The term “label image” describes an array that is typically the same size in its spatial dimensions as the original image, but the array (pixel) values refer to an identity or classification produced from a segmentation workflow. OME-NGFF allows label image data to be stored alongside original binary image data. Therefore, a single data access pattern can be shared between original and derived data, simplifying and unifying image processing input and output.

Figure 1. OMERO Plus and PathViewer support visualization of OME-NGFF images and label images. The multi-colored outlines are the output of StarDist nuclear segmentation with a pre-trained model. Colors are random. The label image and underlying image data (in greyscale) are in OME-NGFF.

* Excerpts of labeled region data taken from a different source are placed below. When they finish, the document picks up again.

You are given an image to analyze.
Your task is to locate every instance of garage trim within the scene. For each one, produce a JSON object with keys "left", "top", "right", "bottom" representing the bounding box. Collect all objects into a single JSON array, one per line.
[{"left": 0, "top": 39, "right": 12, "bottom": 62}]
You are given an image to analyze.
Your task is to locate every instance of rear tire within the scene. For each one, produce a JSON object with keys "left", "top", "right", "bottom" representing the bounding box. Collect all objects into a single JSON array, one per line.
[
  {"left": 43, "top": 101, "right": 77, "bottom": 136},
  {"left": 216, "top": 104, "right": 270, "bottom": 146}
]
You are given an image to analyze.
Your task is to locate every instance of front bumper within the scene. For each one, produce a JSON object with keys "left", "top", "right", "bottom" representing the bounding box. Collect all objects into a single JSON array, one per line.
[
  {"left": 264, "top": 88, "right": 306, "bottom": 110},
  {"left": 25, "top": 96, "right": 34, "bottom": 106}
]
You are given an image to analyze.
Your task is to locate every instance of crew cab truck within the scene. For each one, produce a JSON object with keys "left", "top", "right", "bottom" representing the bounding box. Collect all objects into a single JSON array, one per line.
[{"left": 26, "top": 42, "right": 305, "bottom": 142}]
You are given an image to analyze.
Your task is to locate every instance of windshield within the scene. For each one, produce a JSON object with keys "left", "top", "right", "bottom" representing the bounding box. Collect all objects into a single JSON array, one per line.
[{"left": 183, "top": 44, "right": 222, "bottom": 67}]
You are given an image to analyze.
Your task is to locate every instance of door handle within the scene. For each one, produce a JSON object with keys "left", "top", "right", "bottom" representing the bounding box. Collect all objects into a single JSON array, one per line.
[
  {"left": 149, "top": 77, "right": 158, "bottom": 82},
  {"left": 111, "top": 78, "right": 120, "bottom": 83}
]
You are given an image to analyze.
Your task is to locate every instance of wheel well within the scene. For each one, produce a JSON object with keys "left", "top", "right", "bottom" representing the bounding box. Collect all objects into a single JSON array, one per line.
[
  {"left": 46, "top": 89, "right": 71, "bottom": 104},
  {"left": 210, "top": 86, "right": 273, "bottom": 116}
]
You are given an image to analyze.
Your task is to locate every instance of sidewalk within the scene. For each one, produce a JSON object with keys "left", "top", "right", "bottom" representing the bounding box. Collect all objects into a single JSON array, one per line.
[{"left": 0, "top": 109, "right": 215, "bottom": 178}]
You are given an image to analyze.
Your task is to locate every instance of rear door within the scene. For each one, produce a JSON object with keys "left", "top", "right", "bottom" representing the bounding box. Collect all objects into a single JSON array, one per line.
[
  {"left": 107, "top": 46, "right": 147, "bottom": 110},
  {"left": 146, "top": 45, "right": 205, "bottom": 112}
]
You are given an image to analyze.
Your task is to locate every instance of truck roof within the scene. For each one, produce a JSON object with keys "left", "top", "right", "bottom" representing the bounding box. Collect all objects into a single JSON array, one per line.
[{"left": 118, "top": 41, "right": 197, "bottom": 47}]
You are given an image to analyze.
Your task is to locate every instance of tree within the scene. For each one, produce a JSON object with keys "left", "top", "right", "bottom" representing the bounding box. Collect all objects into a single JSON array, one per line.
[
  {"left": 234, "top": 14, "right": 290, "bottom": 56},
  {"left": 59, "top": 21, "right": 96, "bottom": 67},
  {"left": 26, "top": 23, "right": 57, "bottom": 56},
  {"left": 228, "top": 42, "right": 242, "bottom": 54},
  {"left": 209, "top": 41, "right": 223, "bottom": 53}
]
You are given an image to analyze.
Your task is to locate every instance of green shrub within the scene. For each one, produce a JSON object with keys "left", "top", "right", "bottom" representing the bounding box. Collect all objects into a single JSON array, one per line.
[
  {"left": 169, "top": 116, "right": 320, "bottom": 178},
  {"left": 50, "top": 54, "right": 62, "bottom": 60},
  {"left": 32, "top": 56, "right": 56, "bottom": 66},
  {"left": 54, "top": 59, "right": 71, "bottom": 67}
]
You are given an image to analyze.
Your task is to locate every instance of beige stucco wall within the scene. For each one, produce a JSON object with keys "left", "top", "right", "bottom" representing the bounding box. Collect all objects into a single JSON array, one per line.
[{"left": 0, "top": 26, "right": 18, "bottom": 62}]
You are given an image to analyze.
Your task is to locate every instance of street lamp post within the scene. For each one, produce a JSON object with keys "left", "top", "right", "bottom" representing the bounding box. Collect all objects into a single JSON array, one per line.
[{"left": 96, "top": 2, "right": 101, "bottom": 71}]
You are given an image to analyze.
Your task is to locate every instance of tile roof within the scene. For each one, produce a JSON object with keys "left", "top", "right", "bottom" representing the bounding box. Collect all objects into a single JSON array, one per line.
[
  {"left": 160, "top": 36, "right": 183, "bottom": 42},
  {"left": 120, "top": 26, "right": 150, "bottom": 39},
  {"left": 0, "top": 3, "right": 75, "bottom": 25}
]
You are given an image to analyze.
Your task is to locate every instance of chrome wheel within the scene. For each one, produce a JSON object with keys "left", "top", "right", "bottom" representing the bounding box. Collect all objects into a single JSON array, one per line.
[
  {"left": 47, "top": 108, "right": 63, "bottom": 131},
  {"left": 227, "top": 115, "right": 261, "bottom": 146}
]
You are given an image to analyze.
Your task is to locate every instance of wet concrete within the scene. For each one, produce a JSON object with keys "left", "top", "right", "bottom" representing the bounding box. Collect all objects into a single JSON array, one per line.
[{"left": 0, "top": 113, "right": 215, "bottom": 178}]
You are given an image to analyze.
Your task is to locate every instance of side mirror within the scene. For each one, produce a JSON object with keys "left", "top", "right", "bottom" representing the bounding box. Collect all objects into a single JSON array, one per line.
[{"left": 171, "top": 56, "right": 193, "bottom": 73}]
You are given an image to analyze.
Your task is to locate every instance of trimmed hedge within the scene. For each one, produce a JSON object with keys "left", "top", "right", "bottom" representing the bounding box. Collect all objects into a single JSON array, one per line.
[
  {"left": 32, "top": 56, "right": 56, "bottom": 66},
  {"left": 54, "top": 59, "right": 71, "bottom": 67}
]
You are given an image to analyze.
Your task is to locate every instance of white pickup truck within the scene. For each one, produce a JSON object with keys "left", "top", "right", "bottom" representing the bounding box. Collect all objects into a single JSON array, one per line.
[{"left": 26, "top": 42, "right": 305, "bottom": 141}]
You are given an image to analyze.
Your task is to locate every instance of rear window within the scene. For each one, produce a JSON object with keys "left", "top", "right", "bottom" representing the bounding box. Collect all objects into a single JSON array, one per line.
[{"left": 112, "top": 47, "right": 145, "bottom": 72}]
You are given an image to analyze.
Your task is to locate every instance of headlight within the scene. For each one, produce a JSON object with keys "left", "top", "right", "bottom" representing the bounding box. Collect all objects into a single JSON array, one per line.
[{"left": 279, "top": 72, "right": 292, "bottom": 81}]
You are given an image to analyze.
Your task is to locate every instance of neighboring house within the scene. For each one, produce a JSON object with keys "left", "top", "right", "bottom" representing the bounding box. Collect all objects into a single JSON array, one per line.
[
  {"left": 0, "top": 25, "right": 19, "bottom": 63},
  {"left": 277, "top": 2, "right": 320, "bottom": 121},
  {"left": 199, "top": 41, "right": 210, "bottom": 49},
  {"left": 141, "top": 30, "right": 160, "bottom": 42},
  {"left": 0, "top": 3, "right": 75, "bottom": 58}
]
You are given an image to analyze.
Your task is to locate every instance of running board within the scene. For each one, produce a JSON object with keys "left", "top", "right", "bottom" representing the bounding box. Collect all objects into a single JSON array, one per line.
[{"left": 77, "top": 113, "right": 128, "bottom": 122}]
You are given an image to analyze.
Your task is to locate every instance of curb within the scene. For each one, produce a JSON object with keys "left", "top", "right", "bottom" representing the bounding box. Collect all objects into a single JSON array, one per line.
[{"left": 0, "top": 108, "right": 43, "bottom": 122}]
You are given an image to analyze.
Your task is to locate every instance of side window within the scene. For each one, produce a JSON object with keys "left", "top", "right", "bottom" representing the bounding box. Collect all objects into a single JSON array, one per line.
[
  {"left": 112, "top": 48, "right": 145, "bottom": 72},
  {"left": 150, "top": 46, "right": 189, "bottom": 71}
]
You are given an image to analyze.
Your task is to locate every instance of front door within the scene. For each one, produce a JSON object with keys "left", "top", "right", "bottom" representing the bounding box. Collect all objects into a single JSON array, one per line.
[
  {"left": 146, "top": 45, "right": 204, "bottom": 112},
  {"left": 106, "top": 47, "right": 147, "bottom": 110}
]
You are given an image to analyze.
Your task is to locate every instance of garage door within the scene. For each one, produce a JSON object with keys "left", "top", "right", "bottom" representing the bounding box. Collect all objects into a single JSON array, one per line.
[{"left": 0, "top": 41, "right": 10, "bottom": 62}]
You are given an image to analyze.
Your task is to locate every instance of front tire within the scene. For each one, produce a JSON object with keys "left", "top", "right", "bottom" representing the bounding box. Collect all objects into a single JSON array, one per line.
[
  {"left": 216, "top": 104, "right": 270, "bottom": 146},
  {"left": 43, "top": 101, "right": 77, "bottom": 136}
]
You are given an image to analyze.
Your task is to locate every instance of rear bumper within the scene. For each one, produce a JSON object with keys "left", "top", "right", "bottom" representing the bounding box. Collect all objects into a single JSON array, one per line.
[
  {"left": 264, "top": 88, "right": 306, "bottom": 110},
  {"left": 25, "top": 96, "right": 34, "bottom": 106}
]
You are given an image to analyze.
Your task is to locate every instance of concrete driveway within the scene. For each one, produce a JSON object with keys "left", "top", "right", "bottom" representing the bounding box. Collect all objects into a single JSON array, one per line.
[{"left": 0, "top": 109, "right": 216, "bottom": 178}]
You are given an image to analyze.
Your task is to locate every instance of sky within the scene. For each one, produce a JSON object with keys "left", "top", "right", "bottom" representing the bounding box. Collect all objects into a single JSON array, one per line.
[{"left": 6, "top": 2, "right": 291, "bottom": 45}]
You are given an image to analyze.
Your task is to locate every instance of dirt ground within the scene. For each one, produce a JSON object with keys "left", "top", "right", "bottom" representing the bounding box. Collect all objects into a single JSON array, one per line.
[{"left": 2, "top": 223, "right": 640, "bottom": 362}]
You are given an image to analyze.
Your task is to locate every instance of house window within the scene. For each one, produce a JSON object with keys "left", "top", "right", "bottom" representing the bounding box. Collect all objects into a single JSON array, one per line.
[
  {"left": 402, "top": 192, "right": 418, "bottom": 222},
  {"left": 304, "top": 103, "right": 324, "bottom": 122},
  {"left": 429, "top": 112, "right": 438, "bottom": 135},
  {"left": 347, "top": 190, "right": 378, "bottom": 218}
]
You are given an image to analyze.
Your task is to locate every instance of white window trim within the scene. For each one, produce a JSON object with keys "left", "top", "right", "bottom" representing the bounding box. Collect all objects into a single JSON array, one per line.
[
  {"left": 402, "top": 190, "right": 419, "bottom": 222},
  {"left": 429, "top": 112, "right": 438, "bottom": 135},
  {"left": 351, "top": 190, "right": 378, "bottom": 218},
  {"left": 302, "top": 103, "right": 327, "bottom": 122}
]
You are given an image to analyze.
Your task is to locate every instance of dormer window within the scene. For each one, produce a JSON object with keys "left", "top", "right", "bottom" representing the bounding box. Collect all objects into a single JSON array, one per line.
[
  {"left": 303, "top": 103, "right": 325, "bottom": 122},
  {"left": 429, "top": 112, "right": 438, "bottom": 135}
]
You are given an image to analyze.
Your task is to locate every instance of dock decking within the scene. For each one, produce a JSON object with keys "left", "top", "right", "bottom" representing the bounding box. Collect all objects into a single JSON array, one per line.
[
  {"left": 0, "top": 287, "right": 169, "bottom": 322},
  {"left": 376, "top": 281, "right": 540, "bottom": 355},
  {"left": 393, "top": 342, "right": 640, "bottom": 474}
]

What about object-level measurements?

In addition to a label image representing segmented objects, each object is often characterized by a variety of morphometric, spatial or intensity-based measurements. From these measurements, objects can be classified into types. Visualizations can be enhanced by linking object overlays with data tables containing measurements matched to each object.

Object-level measurements are typically tabular data that require efficient querying across hundreds of columns and millions of rows. While OME-NGFF is a performant solution for large and multidimensional array data, it is not a one-size-fits-all solution for any data storage. Technologies such as columnar databases and geo-databases offer advantages for querying tabular segmentation results compared to CSV and other row-oriented data stores.

In OMERO Plus, object-level measurements are already supported by OMERO.tables, which uses PyTables and HDF5, and can be linked with images and label images to be visualized in PathViewer. Check out our recent demo at the OME Community Meeting here and Figure 2 below.

Figure 2. In PathViewer, label images can be “filtered” to show objects matching a particular query or “re-colored” based on the measurement values in a particular data table column. Here, StarDist segmented nuclei are filtered based on their area in pixels (non-matches in yellow) and colored by their probability (red to blue, low to high).

Summary

Together, OMERO Plus and PathViewer, using OME-NGFF and OMERO.tables, offer a data management, analysis and visualization suite for your array-based and tabular analytical outputs that considers the needs of data engineers, image analysts, and quantitative pathologists alike.